Becoming a Leader at NASA

Marcellus Proctor oversees major space projects

2 min read

A man standing in a parking lot with cars and a building with the NASA logo and an american flag on it.
Marcellus Proctor

"Growing up in the Bowie, Md., area, whenever we drove by NASA's Goddard Space Flight Center, I told my parents that I would work there someday," recounts Proctor, who is now an associate chief at Goddard for NASA's Electrical Engineering Division (EED).

Originally, Proctor was focused on astronomy, but during high school at an engineering exploration summer program he solved "a resistor equivalence problem that nobody else in the class had gotten [and] the instructor recommended I look at electrical engineering as a career instead." He got a master's in EE from Johns Hopkins University. "I started working at Tracor Systems (now part of BAE Systems) in their Standard Missile Program," recalls Proctor. "In 2001, after three years there, an opening at Goddard became available. I applied...and I've been there ever since."

Today, as an associate chief in the EED—one of six senior leaders in the division—Proctor manages the EED's operational budget, and also oversees a major support contract, the Electrical Systems Engineering Services contract. The EED's portfolio includes the Magnetospheric Multiscale (MMS) Mission, International Space Station Cosmic Ray Energetics And Mass (ISS-CREAM), and Neutron star Interior Composition ExploreR (NICER) .

"We have about 300 civil servants and 300 contractors," says Proctor. "We design, prototype, test, and build flight-production units of electronic boards and power systems. This includes reliability testing like making sure that boards are radiation-hardened—or, for the Webb Telescope, vibration-testing the mirror. We usually do the electronic systems overview of a spacecraft and integration and testing for the craft and subsystems. And we do communications for the spacecraft and ground networks."

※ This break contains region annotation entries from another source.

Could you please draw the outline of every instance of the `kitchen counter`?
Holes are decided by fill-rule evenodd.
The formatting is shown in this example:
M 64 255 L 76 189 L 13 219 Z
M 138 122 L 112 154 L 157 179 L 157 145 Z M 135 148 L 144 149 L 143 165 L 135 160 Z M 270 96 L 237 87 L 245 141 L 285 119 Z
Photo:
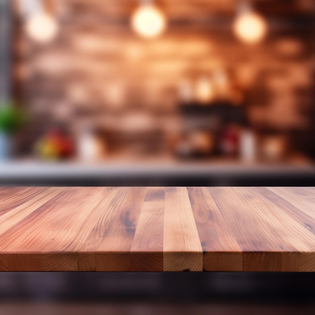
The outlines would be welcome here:
M 0 188 L 0 270 L 315 271 L 315 188 Z
M 16 161 L 0 163 L 0 185 L 25 186 L 315 186 L 307 163 L 175 159 L 94 163 Z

If you'd like to follow Proctor into space engineering, "you need to take some types of internships," recommends Proctor. "Among other things, this will tell you what you do and don't like. And don't be afraid to reach out to people, especially in the aerospace industry. Introduce yourself and say, I have questions. Do you have someone who will talk with me or mentor me in the field? You'd be surprised how many will share time."

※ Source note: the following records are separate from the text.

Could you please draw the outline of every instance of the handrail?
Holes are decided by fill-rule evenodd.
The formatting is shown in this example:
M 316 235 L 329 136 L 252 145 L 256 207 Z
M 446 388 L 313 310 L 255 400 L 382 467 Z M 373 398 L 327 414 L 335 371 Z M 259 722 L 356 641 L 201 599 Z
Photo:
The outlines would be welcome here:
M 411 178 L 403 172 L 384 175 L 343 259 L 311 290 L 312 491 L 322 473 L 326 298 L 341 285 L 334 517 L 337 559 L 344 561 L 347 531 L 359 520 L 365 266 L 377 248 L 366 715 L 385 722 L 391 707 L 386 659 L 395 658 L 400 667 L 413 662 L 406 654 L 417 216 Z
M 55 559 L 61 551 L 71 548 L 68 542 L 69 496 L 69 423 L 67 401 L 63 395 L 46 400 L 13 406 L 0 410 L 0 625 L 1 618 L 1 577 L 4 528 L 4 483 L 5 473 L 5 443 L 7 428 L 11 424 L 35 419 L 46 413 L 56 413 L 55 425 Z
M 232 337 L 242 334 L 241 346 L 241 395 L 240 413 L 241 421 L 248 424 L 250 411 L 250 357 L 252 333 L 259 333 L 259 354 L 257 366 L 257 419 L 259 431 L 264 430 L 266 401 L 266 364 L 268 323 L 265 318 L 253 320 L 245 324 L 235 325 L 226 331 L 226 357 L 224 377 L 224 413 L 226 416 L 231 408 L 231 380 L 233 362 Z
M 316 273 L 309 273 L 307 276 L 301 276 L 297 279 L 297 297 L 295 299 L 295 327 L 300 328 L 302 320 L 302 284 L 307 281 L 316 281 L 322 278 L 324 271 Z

Also: "It's essential to link with industry to get the latest technologies and work with our scientists to incorporate these developments and methods in our designs. For example, 3D printing to build our circuit boards in-house and less expensively; chip design and manufacturing to make smaller parts and boards that fit into CubeSats...and finding ways for smaller, more compact chips that can do multiple functions while meeting size and power constraints."

As a Native American, says Proctor—a member of the Piscataway-Conoy Tribe—"I'd like to see more Native Americans at NASA. I think we bring a unique perspective to space."

"We get recruits through the American Indian Science and Engineering Society (AISES) and the Society of American Indian Government Employees (SAIGE). We have internship opportunities and try to recruit through AISES, and we do career fairs to get high school and college students into STEM/STEAM fields."

Working at NASA can have its perks, Proctor notes. "I got to attend a launch of the MMS spacecraft at Cape Canaveral—at night, with no clouds. It was amazing."

This article appears in the November 2021 print issue as "Marcellus Proctor."